The bottom line is: you tell your agent what to say, which voice to use, and when the job's done, all through simple API calls.

1. First, run `list_voices` to browse and select the voice you want.
2. Next, use your agent to call `create_tts_job`, supplying the text, speaker ID, and desired emotional style.
3. Finally, wait a minute or two, then check status using `get_tts_job` until it confirms the final audio URL is available.

## Frequently Asked Questions

**How do I find the right voice using Lovo AI (Genny TTS & Voice Synthesis API)?**
Run `list_voices` first. This gives you a full catalog. If you narrow down a speaker, use `get_speaker` to verify its specific capabilities and tones before committing.

**What happens if my TTS job fails after using create_tts_job?**
The server will return an error code or status message. You'll need to review the error details provided by `get_tts_job` and adjust your source text or parameters.
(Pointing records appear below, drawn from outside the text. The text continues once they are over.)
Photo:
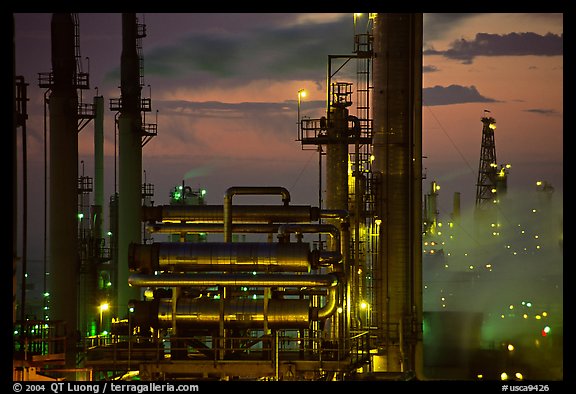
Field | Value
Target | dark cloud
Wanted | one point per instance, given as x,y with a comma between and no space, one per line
436,25
512,44
453,94
220,109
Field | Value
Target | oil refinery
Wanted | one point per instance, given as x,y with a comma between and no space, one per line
370,282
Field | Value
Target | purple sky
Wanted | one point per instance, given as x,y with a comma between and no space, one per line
225,88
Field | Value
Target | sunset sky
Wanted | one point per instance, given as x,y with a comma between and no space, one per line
225,90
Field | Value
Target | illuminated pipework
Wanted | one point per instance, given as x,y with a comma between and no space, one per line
222,256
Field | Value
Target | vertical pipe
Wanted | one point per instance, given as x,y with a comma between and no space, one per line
97,209
337,196
130,158
98,161
63,183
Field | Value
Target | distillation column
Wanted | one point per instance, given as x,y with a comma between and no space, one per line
397,109
63,107
130,158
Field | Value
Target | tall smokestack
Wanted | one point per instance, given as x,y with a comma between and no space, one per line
130,157
63,233
397,149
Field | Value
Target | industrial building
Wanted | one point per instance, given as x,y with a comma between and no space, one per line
333,290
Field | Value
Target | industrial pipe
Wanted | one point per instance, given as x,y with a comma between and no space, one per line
247,190
217,279
241,213
221,256
205,312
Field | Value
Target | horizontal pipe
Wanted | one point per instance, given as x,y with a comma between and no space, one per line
217,279
221,256
203,313
240,214
178,228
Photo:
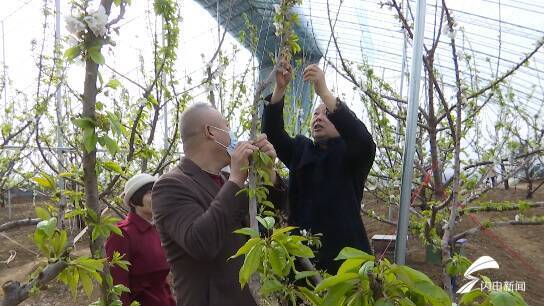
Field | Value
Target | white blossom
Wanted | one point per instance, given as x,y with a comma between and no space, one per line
97,20
277,8
74,25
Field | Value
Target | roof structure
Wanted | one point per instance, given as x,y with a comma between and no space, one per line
495,34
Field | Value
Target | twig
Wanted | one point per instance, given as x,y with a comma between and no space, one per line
17,223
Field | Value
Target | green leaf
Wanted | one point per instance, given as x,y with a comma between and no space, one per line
45,181
270,221
89,139
251,264
86,282
421,284
90,264
247,246
113,84
300,250
277,259
96,56
59,242
73,280
266,222
247,231
336,295
42,213
116,126
335,280
310,296
384,302
350,265
270,285
75,212
503,298
366,268
110,144
305,274
112,166
48,226
349,253
72,53
471,297
83,123
282,230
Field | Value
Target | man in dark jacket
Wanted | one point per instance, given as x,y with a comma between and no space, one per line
326,175
197,207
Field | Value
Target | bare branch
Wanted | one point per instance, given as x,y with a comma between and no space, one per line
17,223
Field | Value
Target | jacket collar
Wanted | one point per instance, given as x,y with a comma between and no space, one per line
200,176
141,224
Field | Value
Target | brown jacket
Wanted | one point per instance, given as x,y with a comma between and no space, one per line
196,219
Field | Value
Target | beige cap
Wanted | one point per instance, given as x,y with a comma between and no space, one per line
136,182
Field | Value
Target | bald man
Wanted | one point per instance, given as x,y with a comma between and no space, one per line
327,174
196,209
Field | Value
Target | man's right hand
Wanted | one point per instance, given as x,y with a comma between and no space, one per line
239,162
284,73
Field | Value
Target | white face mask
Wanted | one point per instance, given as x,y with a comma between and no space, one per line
233,141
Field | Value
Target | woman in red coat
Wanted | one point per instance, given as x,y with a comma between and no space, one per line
148,270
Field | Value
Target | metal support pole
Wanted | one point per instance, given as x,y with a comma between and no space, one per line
163,79
411,129
5,73
58,98
9,203
401,93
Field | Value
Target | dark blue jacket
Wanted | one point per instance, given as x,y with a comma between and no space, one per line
326,185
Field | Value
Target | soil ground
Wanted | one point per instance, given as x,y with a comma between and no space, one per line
519,250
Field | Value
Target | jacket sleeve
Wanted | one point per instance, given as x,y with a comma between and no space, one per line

**Can I change the voice after running create_tts_job?**
No, you can't edit a job in progress. You have to run `create_tts_job` again with the new speaker ID and updated text.
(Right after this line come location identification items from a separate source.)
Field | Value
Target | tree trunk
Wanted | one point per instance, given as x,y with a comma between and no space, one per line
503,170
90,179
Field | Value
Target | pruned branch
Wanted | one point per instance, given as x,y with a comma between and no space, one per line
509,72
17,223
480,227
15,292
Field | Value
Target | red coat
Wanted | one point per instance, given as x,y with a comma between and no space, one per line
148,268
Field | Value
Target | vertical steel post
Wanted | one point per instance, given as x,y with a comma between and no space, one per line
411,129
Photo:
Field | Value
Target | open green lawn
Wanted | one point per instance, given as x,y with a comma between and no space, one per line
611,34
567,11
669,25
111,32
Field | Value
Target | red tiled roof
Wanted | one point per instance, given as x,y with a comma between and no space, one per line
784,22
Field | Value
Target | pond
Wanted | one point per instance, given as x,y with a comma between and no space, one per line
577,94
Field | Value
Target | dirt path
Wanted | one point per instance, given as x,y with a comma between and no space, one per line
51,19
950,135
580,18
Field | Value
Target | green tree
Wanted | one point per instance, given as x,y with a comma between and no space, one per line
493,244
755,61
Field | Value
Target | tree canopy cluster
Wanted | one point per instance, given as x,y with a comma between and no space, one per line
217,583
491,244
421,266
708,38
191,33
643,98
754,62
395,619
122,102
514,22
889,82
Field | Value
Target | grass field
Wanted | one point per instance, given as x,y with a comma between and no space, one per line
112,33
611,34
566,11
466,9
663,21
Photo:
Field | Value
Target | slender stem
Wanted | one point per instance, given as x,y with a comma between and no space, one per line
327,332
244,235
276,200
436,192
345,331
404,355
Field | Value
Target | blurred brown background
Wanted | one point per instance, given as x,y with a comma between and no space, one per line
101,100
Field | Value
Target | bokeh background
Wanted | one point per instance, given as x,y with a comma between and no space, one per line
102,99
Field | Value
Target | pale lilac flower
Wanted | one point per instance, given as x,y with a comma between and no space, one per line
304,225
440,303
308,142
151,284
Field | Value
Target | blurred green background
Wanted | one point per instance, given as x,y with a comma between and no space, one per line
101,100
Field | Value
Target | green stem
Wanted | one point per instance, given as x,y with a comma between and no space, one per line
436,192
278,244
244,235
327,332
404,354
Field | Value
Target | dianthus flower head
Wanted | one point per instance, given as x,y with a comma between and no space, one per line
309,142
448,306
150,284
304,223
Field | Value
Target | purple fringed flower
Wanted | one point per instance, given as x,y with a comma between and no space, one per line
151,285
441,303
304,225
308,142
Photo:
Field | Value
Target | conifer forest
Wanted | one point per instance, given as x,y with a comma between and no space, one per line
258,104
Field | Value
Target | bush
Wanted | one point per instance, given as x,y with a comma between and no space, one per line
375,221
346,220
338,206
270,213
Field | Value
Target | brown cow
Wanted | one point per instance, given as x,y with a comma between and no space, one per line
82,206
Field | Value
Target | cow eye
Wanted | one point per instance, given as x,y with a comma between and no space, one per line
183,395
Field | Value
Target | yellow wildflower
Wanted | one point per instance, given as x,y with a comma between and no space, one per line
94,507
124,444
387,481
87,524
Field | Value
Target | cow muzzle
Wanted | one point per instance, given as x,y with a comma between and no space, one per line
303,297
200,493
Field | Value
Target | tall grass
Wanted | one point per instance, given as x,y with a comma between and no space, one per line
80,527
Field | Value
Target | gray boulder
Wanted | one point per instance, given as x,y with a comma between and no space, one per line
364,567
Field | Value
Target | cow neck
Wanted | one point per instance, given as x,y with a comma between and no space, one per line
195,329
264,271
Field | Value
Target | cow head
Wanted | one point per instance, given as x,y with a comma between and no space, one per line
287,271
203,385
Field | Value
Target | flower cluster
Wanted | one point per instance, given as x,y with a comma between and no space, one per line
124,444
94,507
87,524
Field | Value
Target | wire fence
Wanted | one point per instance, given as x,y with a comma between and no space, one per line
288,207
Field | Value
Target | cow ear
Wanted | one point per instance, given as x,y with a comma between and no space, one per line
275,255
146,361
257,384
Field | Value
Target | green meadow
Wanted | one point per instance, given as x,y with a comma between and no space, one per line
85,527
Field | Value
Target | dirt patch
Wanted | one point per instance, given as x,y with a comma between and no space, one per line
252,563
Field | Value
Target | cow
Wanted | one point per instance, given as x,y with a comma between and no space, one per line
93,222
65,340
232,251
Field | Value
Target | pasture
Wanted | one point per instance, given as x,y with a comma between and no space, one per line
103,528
**How do I make sure my agent uses American English voices?**
Use `list_voices` and filter by language or check a specific voice's metadata using `get_speaker`. This confirms regional support before generating content.

**What do I need to provide when using the `create_tts_job` tool?**
You must supply your Lovo Genny API Key for the agent to connect. This key authenticates all requests, allowing the system to process the text-to-speech job and assign a unique Job ID.

**How do I check if my audio file is ready after calling `get_tts_job`?**
The response status will change from 'Processing' to 'Complete.' Once marked complete, the tool returns a direct URL. You use this link to access and download your finalized audio asset.

**Are there rate limits when running multiple jobs using `create_tts_job`?**
Yes, Lovo AI enforces usage caps on job submissions. If you exceed the allowed volume, your agent will receive an error code (429). You'll need to pause and wait for the quota to reset.

**What specific metadata can I retrieve using the `get_speaker` tool?**
You get more than just a name. The tool returns detailed specs like supported emotional styles, language codes, and pitch ranges. This data helps your agent choose the perfect speaker for niche content.

**How can I find the right voice ID for my project?**
Use the `list_voices` tool. It returns a comprehensive list of speakers including their IDs, names, and supported styles. You can then use `get_speaker` with a specific ID to see more detailed information.

**Can I adjust the emotion or speed of the generated voice?**
Yes! When using `create_tts_job`, you can provide an optional `speed` (number) and `style` (e.g., 'cheerful', 'sad', 'normal') to customize the output to your needs.

**How do I get the final audio file once the job is submitted?**
After creating a job, use the `get_tts_job` tool with the returned Job ID. Once the status is 'completed', the response will include the URLs to download your synthesized audio.